6. Kapitel: Misserfolg

Und diese Gelegenheit bekam Helena schon am nächsten Morgen. Katie war schon zu den Gewächshäusern gegangen, sie hatten Kräuterkunde bei Professor Sprout. Helena hatte einen Teil ihrer Unterlagen für den Unterricht im Gemeinschaftsraum liegen lassen und wollte sie noch schnell holen.

Als sie nun über den Gang hinüber zu den Gewächshäusern lief, bemerkte sie plötzlich einen der Weasley-Zwillinge mit einigem Abstand vor ihr. Er wollte auch gerade in den Unterricht.

Helena fragte sich, ob es Fred war. Sie rief einfach: "Fred!?"

Er drehte sich um und sie stellte fest, dass sie recht gehabt hatte - es war Fred.

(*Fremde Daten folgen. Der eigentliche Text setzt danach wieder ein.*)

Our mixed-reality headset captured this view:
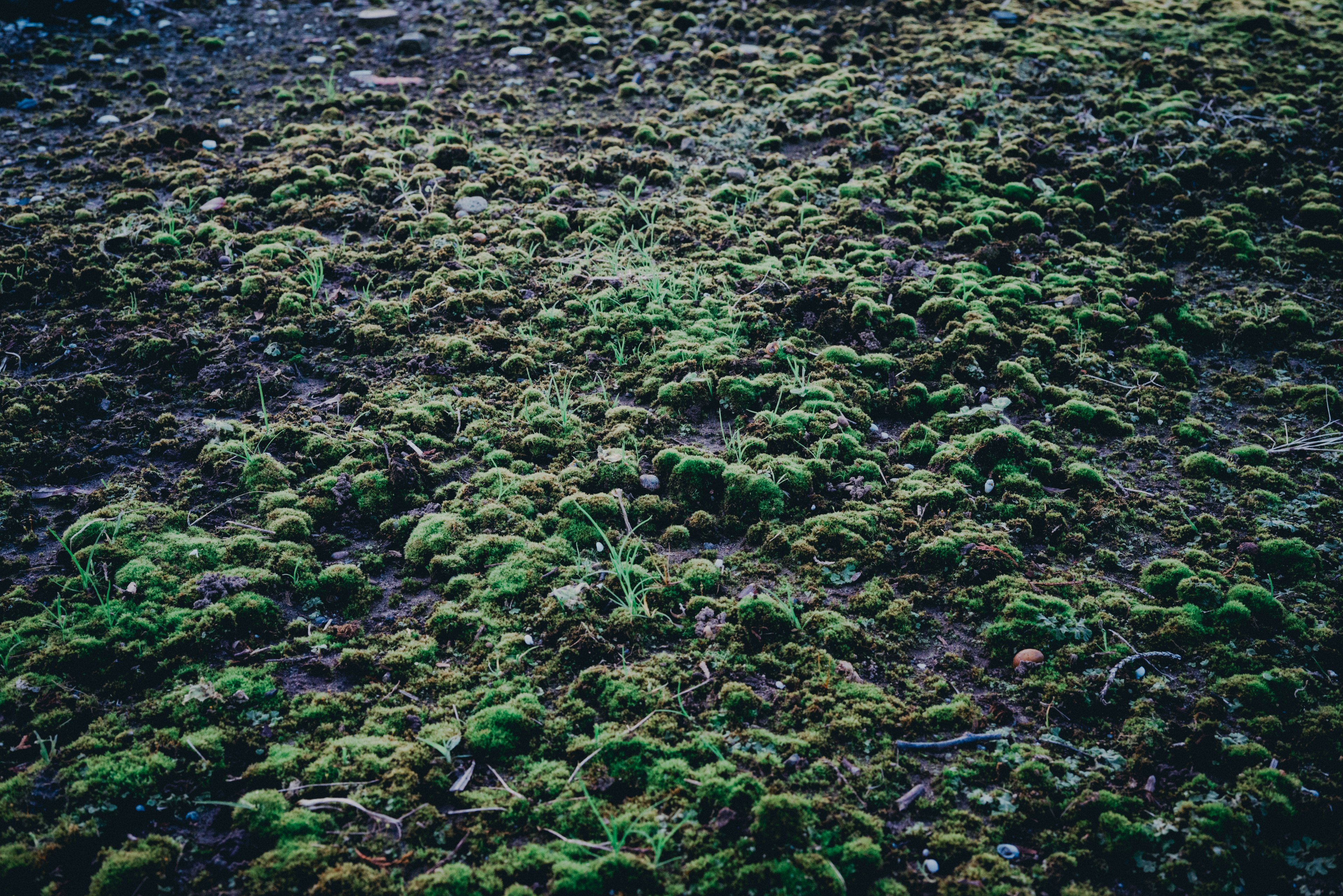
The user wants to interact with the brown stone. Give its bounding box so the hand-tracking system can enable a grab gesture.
[1011,647,1045,669]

Erst sah er kurz fragend drein, dann erkannte er aber Helena und sein Gesicht versteinerte sich wieder.

Trotzdem ging sie auf ihn zu.

"Würdest du mir kurz zuhören?", fragte sie. "Bitte."

Fred verzog spöttisch das Gesicht, blieb aber stehen. "Was?"

"Ich möchte wissen, warum du mich so behandelst, als würdest du mich hassen? Was hab ich dir getan?" Helena hatte es gleich auf den Punkt gebracht. Was sollte sie lange drum herum reden?

Fred verdrehte die Augen. "Du hältst dich wohl für sehr wichtig, was? Entweder, du weißt, dass ich dich hasse, dann musst du auch den Grund kennen. Oder es ist eben nicht der Fall, dann hör auf, mir die Zeit zu stehlen."

"Ich weiß es, ich will aber von *dir* den Grund wissen. Wir kennen uns doch noch gar nicht, warum sollte ich dir was Böses wollen? Oder was denkst du denn bitte?"

Seine kühle, harte Miene machte Helena rasend.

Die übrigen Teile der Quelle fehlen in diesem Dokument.